GPT-4 is here, the new language model with which OpenAI will replace GPT-3.5, which has fed the amazing generative artificial intelligence of ChatGPT since the end of November. The company has explained that GPT-4 is a large multimodal model that accepts image and text inputs, and emits text outputs and that, “although it is less capable than humans in many real-world scenarios, it shows a performance human level on various professional and academic benchmark tests.

According to OpenAI, GPT-4 is able to pass a mock bar exam and score in the top 10% of the test takers while GPT-3.5, in the same tests, was in the bottom 10%. The artificial intelligence company has spent six years training its model in such tests in which it can compete with humans.

The company says that “in casual conversation, the distinction between GPT-3.5 and GPT-4 can be subtle.
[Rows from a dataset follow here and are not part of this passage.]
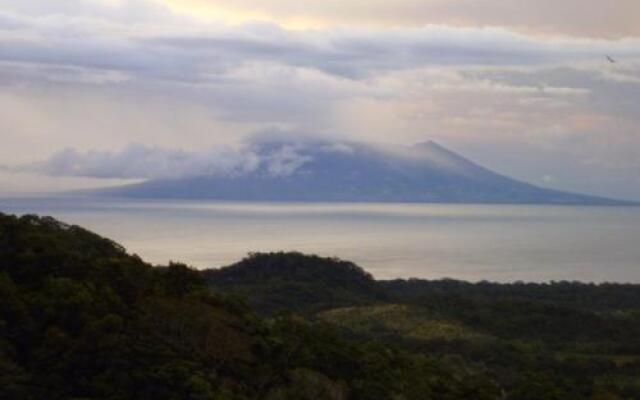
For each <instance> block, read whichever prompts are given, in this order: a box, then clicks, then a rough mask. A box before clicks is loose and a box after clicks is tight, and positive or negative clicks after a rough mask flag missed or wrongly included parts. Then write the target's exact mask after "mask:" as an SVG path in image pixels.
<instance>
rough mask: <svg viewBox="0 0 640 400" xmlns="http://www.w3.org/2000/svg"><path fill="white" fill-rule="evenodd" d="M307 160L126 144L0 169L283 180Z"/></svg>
mask: <svg viewBox="0 0 640 400" xmlns="http://www.w3.org/2000/svg"><path fill="white" fill-rule="evenodd" d="M312 160H313V157H311V156H310V155H307V154H303V153H301V152H300V151H299V149H298V148H297V147H296V146H295V145H289V144H279V145H277V146H275V147H274V148H268V149H262V148H260V146H259V145H255V144H247V145H245V146H243V147H240V148H233V147H230V146H217V147H214V148H211V149H209V150H206V151H183V150H175V149H166V148H160V147H150V146H146V145H142V144H131V145H129V146H127V147H125V148H124V149H122V150H121V151H118V152H112V151H96V150H93V151H87V152H80V151H77V150H75V149H73V148H66V149H64V150H61V151H59V152H57V153H55V154H53V155H52V156H51V157H49V158H48V159H47V160H45V161H42V162H37V163H32V164H28V165H21V166H14V167H8V166H3V167H0V170H4V171H8V172H36V173H40V174H43V175H48V176H60V177H89V178H102V179H175V178H183V177H193V176H224V177H233V176H242V175H245V174H248V173H251V172H255V171H257V170H258V169H261V170H263V171H264V172H265V173H266V174H268V175H271V176H288V175H290V174H293V173H294V172H296V171H297V170H298V169H299V168H300V167H302V166H303V165H304V164H306V163H308V162H310V161H312Z"/></svg>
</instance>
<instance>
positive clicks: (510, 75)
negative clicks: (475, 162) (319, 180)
mask: <svg viewBox="0 0 640 400" xmlns="http://www.w3.org/2000/svg"><path fill="white" fill-rule="evenodd" d="M638 15H640V2H638V1H637V0H611V1H606V2H605V1H602V0H553V1H551V0H535V1H534V0H511V1H504V0H367V1H365V0H317V1H316V0H313V1H301V0H279V1H276V0H261V1H259V0H235V1H233V2H229V1H217V0H130V1H127V0H75V1H72V0H57V1H50V0H21V1H15V0H0V143H1V145H0V195H2V194H3V193H7V194H9V193H18V192H33V191H44V190H64V189H67V188H76V187H89V186H92V187H95V186H102V185H112V184H119V183H122V182H129V181H134V180H139V179H145V178H158V177H172V176H175V174H176V171H177V172H178V173H181V174H189V173H197V172H202V171H203V170H206V171H216V172H220V171H222V172H225V171H230V170H234V171H235V170H238V169H243V168H249V167H247V166H250V165H251V163H252V162H255V160H253V159H252V157H251V154H247V153H246V152H245V151H243V150H242V148H243V147H242V143H243V142H246V141H247V140H248V139H247V138H251V137H254V136H255V135H256V134H260V133H263V132H284V133H287V134H290V135H303V136H306V135H310V136H320V137H326V138H331V140H336V141H340V140H357V141H365V142H371V143H377V144H385V143H387V144H389V145H391V144H394V145H397V144H401V145H410V144H413V143H418V142H423V141H427V140H434V141H436V142H438V143H440V144H442V145H444V146H445V147H448V148H450V149H452V150H455V151H457V152H459V153H461V154H463V155H465V156H466V157H468V158H470V159H472V160H474V161H476V162H478V163H480V164H482V165H484V166H486V167H489V168H492V169H495V170H497V171H498V172H501V173H504V174H507V175H510V176H513V177H516V178H519V179H524V180H527V181H529V182H532V183H535V184H539V185H544V186H549V187H555V188H560V189H566V190H574V191H580V192H585V193H592V194H599V195H605V196H613V197H620V198H628V199H636V200H640V128H639V127H640V24H639V23H638ZM607 56H608V57H610V58H611V60H613V61H614V62H611V61H609V60H608V59H607ZM212 160H213V161H212ZM122 165H126V166H127V168H122V167H121V166H122Z"/></svg>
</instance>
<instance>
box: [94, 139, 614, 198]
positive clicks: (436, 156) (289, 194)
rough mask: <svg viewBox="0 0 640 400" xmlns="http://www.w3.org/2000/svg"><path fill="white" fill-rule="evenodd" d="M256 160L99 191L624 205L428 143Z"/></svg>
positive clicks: (184, 193)
mask: <svg viewBox="0 0 640 400" xmlns="http://www.w3.org/2000/svg"><path fill="white" fill-rule="evenodd" d="M249 150H250V151H251V152H252V153H253V154H255V156H256V157H255V158H256V163H255V166H254V167H252V168H249V169H245V170H243V171H239V172H235V173H227V174H226V175H225V176H220V175H210V176H196V177H186V178H180V179H173V180H157V181H147V182H144V183H140V184H135V185H130V186H124V187H119V188H115V189H106V190H102V191H100V192H99V193H100V194H103V195H116V196H123V197H135V198H165V199H166V198H169V199H218V200H243V201H335V202H424V203H530V204H536V203H539V204H624V202H620V201H615V200H610V199H605V198H599V197H592V196H586V195H580V194H573V193H567V192H561V191H557V190H551V189H545V188H540V187H537V186H534V185H531V184H528V183H524V182H521V181H517V180H515V179H511V178H508V177H506V176H503V175H500V174H497V173H495V172H492V171H490V170H488V169H486V168H483V167H481V166H479V165H477V164H475V163H473V162H471V161H469V160H467V159H465V158H464V157H462V156H460V155H458V154H455V153H453V152H451V151H449V150H447V149H445V148H444V147H442V146H440V145H438V144H436V143H434V142H427V143H423V144H418V145H415V146H412V147H408V148H404V147H403V148H400V147H398V148H395V149H391V150H389V149H387V148H385V149H381V148H378V147H375V146H372V145H367V144H362V143H352V142H348V143H347V142H345V143H329V142H317V141H316V142H302V143H297V142H283V141H270V142H261V143H257V144H254V145H252V146H251V147H250V149H249Z"/></svg>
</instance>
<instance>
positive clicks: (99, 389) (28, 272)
mask: <svg viewBox="0 0 640 400" xmlns="http://www.w3.org/2000/svg"><path fill="white" fill-rule="evenodd" d="M245 299H246V302H245ZM248 304H250V305H251V306H252V307H255V309H256V310H257V312H254V311H252V308H251V307H250V306H249V305H248ZM639 376H640V286H637V285H614V284H609V285H588V284H578V283H568V282H564V283H556V284H549V285H543V284H513V285H498V284H490V283H478V284H470V283H465V282H457V281H450V280H444V281H423V280H408V281H406V280H398V281H382V282H381V281H375V280H374V279H373V278H372V277H371V276H370V275H369V274H367V273H366V272H365V271H364V270H362V269H361V268H359V267H358V266H356V265H354V264H353V263H350V262H346V261H341V260H337V259H326V258H321V257H316V256H305V255H302V254H299V253H275V254H253V255H250V256H248V257H247V258H246V259H244V260H242V261H240V262H239V263H237V264H234V265H232V266H229V267H227V268H224V269H221V270H210V271H204V272H199V271H195V270H192V269H190V268H188V267H187V266H185V265H182V264H171V265H166V266H155V267H152V266H151V265H149V264H147V263H145V262H144V261H142V260H141V259H140V258H139V257H137V256H135V255H130V254H128V253H127V252H126V251H125V250H124V249H123V248H122V247H121V246H119V245H117V244H116V243H114V242H112V241H110V240H108V239H105V238H102V237H100V236H98V235H96V234H94V233H91V232H89V231H86V230H84V229H82V228H80V227H76V226H69V225H66V224H64V223H61V222H59V221H56V220H54V219H52V218H46V217H43V218H41V217H36V216H23V217H15V216H8V215H3V214H0V399H5V398H7V399H134V398H135V399H218V400H219V399H267V400H278V399H290V400H298V399H301V400H304V399H336V400H339V399H356V400H359V399H443V400H449V399H450V400H454V399H478V400H483V399H496V400H497V399H506V400H528V399H536V400H545V399H563V400H564V399H585V400H596V399H638V398H640V381H639V378H638V377H639Z"/></svg>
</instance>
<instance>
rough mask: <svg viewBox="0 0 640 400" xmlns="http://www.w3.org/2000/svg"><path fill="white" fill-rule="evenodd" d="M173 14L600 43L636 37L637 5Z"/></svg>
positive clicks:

The difference comes to light when the complexity of the task reaches a sufficient threshold: GPT-4 is more reliable, creative, and capable of handling much more nuanced instructions than GPT-3.5”. In the last two years, OpenAI has co-designed with Microsoft’s Azure a supercomputer with which to test their language models.

GPT-4’s abilities are greater than his predecessor’s. For example, you may be shown an image and asked for some type of response related to it, as if you had vision. The response is as if you were posed a text input. “We have evaluated the performance of GPT-4 on a reduced set of standard academic vision tests,” says OpenAI. “However, these figures do not fully reflect the extent of its capabilities, as we are constantly discovering new and exciting tasks that the model is able to tackle.”

The company admits that its AI model also has some limitations. “It’s still not totally reliable,” he notes, “because it freaks out about the facts and makes reasoning errors.” “You have to be very careful – he warns – when using the results of linguistic models, especially in high-risk contexts”, and apply a human review to the results.

OpenAI has explained that GPT-4 is not aware of events after September 2021 and that it can respond incorrectly: “Sometimes it can make simple reasoning errors that don’t seem to match its competence in so many areas, or be overly gullible in accepting assertions.” obviously false from a user. And it can sometimes fail at difficult problems in the same way that humans do, such as introducing security vulnerabilities into the code it produces.”

Another caveat: “Additional GPT-4 capabilities lead to new risk surfaces.” To find out its scope, OpenAI hired more than 50 experts in various risks, such as cybersecurity, biohazards or international security to try to test the model in an adversarial way. The fixes that have been made “increase the difficulty of causing bad behavior, but doing so is still possible.” Company recognizes that there are ways to generate responses that violate its usage guidelines and will seek to achieve a high degree of reliability.